The following sample code (by Python and C#) shows how to group DataFrame and compute the aggregated values such as Max, Min, or Average.
Aggregation
- Grouping: groups the DataFrame using the specified columns, so we can run aggregation on them.
- groupby(list of columns …)
- Filtering:
- where(condition)
- filter(condition)
- Aggregate Functions
- count(), count(column)
- max(column)
- min(column)
- avg(column)
- sum(column)
- Aggregation: computes aggregates and returns the result as a DataFrame
- agg(expr)
Data File
- Create a csv file with the following content.
product,price
Milk,3.99
Bread,4.5
Bread,4.25
Egg,2.99
Milk,4.3
Egg,3.49
Bread,4.15
Egg,3.75
Milk,3.89
Egg,3.15
Result
Python Application
from pyspark.sql import SparkSession
from pyspark.sql.types import *
from pyspark.sql.functions import *
if __name__ == "__main__":
spark = (SparkSession
.builder
.appName("aggregation-test")
.getOrCreate())
data_file = "test/data/grocery-list.csv"
# schema
custom_schema = StructType([
StructField("product", StringType(), False),
StructField("price", DoubleType(), False)])

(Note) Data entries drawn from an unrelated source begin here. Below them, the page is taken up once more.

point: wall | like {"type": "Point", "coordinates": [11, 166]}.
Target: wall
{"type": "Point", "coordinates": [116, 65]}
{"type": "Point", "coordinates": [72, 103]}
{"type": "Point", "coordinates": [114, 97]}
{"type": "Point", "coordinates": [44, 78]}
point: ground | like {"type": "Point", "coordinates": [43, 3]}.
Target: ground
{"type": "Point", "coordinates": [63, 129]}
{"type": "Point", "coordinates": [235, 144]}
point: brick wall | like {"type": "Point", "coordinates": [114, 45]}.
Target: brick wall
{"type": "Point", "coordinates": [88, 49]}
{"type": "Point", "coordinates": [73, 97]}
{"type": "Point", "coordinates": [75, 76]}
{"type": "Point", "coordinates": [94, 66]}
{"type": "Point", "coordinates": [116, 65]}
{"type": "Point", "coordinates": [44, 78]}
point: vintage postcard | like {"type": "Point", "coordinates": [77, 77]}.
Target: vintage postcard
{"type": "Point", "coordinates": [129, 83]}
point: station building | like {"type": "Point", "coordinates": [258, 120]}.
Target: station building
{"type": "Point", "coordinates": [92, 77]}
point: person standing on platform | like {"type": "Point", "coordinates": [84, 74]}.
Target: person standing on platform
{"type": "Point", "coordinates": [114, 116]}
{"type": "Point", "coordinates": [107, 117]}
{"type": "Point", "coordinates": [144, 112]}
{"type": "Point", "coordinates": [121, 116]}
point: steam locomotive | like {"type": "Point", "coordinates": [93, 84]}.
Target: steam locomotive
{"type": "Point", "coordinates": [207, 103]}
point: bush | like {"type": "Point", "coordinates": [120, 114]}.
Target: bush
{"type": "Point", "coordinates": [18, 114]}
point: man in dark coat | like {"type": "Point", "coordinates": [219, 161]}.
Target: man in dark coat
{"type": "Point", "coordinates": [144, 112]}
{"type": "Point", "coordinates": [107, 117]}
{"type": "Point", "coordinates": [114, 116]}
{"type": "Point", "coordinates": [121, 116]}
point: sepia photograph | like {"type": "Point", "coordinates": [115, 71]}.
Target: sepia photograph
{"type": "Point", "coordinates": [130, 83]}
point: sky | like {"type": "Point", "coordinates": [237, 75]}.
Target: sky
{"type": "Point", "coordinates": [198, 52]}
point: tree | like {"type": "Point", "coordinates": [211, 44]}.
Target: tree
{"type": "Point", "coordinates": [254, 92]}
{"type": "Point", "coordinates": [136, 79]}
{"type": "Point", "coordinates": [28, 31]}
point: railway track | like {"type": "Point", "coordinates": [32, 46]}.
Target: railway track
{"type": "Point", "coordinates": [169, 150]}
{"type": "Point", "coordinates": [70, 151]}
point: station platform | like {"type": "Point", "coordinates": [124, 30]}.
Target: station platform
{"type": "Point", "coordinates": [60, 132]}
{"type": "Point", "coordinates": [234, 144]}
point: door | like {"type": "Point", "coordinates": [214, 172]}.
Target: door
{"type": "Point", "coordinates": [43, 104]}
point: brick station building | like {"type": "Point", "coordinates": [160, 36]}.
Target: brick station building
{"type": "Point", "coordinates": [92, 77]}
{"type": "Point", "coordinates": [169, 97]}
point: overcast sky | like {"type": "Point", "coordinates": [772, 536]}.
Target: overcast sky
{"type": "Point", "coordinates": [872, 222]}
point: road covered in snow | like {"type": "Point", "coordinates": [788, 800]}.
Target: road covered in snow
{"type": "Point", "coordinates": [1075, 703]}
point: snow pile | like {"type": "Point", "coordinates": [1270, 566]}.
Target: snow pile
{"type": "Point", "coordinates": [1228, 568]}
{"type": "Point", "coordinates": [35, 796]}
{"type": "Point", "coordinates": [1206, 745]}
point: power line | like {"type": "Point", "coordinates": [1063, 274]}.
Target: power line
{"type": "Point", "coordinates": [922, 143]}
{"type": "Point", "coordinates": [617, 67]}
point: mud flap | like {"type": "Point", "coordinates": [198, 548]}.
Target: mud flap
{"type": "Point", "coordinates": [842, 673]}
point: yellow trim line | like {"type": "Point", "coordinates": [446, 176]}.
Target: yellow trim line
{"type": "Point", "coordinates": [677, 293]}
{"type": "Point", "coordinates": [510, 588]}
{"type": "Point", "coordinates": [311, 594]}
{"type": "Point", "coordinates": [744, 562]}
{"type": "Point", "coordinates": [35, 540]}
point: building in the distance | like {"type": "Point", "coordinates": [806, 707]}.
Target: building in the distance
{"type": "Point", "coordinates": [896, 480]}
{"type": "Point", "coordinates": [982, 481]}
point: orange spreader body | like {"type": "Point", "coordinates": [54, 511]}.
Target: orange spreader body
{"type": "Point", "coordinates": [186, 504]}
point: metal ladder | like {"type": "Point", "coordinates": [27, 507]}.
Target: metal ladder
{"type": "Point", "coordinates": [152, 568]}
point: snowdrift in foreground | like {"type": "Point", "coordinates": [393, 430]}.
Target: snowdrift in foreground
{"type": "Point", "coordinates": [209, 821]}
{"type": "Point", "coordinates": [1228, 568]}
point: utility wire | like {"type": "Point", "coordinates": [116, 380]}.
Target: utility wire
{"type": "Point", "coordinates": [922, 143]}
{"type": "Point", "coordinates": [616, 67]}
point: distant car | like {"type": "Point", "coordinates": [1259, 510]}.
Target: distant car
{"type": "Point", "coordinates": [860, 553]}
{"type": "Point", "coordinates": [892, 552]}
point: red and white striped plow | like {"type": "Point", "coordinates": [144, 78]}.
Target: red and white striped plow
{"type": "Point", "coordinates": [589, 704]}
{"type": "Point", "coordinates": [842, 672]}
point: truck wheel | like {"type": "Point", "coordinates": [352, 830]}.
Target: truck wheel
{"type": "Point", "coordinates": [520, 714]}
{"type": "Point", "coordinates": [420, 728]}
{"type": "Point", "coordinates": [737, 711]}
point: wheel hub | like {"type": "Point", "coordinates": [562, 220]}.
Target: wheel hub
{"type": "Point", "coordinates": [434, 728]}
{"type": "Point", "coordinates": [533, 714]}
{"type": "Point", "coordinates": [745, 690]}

grocery_price = (spark.read.format("csv")
.option("header", True)
.schema(custom_schema)
.load(data_file))
grocery_price.show()
# no grouping
# just find the max, min, and average price
grocery_price.select(
format_number(max(col("price")), 2).alias("MaxPrice"),
format_number(min(col("price")), 2).alias("MinPrice"),
format_number(avg(col("price")), 2).alias("AvgPrice")
).show()
# get the number of items of each group
grocery_price.groupBy(col("product")).count().show()

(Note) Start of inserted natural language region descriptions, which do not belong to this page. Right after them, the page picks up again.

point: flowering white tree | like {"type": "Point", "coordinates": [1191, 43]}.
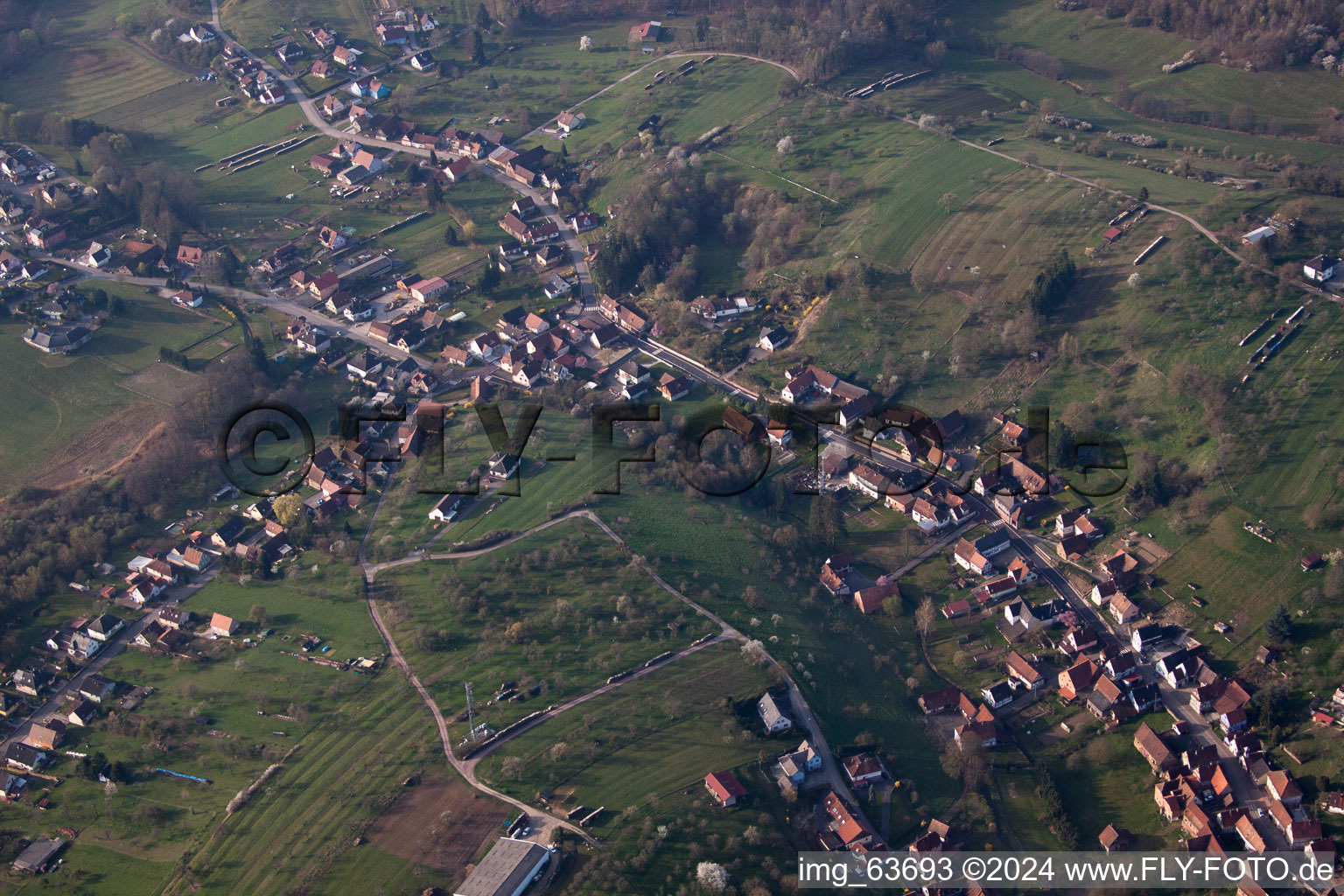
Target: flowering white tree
{"type": "Point", "coordinates": [712, 876]}
{"type": "Point", "coordinates": [756, 652]}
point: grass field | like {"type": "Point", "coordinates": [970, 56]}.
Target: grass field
{"type": "Point", "coordinates": [82, 409]}
{"type": "Point", "coordinates": [256, 22]}
{"type": "Point", "coordinates": [503, 617]}
{"type": "Point", "coordinates": [203, 719]}
{"type": "Point", "coordinates": [654, 735]}
{"type": "Point", "coordinates": [1103, 54]}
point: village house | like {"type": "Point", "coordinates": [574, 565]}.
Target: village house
{"type": "Point", "coordinates": [222, 625]}
{"type": "Point", "coordinates": [1020, 669]}
{"type": "Point", "coordinates": [874, 598]}
{"type": "Point", "coordinates": [724, 788]}
{"type": "Point", "coordinates": [1152, 748]}
{"type": "Point", "coordinates": [772, 717]}
{"type": "Point", "coordinates": [848, 832]}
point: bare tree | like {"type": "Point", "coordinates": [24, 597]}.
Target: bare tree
{"type": "Point", "coordinates": [925, 618]}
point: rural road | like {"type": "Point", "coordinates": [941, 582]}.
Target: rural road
{"type": "Point", "coordinates": [57, 699]}
{"type": "Point", "coordinates": [285, 305]}
{"type": "Point", "coordinates": [802, 710]}
{"type": "Point", "coordinates": [315, 118]}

# get the aggregate values of each group
grouped_price = (grocery_price
.groupBy(col("product"))
.agg(
count(col("price")),
max(col("price")).alias("MaxPrice"),
min(col("price")).alias("MinPrice"),
avg(col("price")).alias("AveragePrice"),
sum(col("price")).alias("TotalPrice")
)
)
grouped_price.show()
spark.stop()
C# Application
using Microsoft.Spark.Sql;
using Microsoft.Spark.Sql.Types;
using static Microsoft.Spark.Sql.Functions;
namespace MySpark.Examples
{
internal class AggregationTest
{
static public void Run()
{
// Create Spark session
SparkSession spark =
SparkSession
.Builder()
.AppName("aggregation-test")
.GetOrCreate();
// Create initial DataFrame
string dataFile = "data/grocery-list.csv";
// schema
StructField[] fields = {
new StructField("product", new StringType(), false),
new StructField("price", new DoubleType(), false)
};
StructType schema = new StructType(fields);
// initial data frame
DataFrame groceryList= spark.Read()
.Format("csv")
.Option("header", true)
.Schema(schema)
.Load(dataFile);
groceryList.Show();
// no grouping
// just find the max, min, and average price
groceryList.Select(
FormatNumber(Max(Col("price")), 2).Alias("MaxPrice"),
FormatNumber(Min(Col("price")), 2).Alias("MinPrice"),
FormatNumber(Avg(Col("price")), 2).Alias("AvgPrice")
).Show();
// get the number of items of each group
groceryList
.GroupBy(Col("product"))
.Count()
.Show();
// # get the aggregate values of each group
DataFrame groupedPrice = groceryList
.GroupBy(Col("product"))
.Agg(
Count(Col("price")),
Max(Col("price")).Alias("MaxPrice"),
Min(Col("price")).Alias("MinPrice"),
Avg(Col("price")).Alias("AveragePrice"),
Sum(Col("price")).Alias("TotalPrice")
);
groupedPrice.Show();
// Stop Spark session
spark.Stop();
}
}
}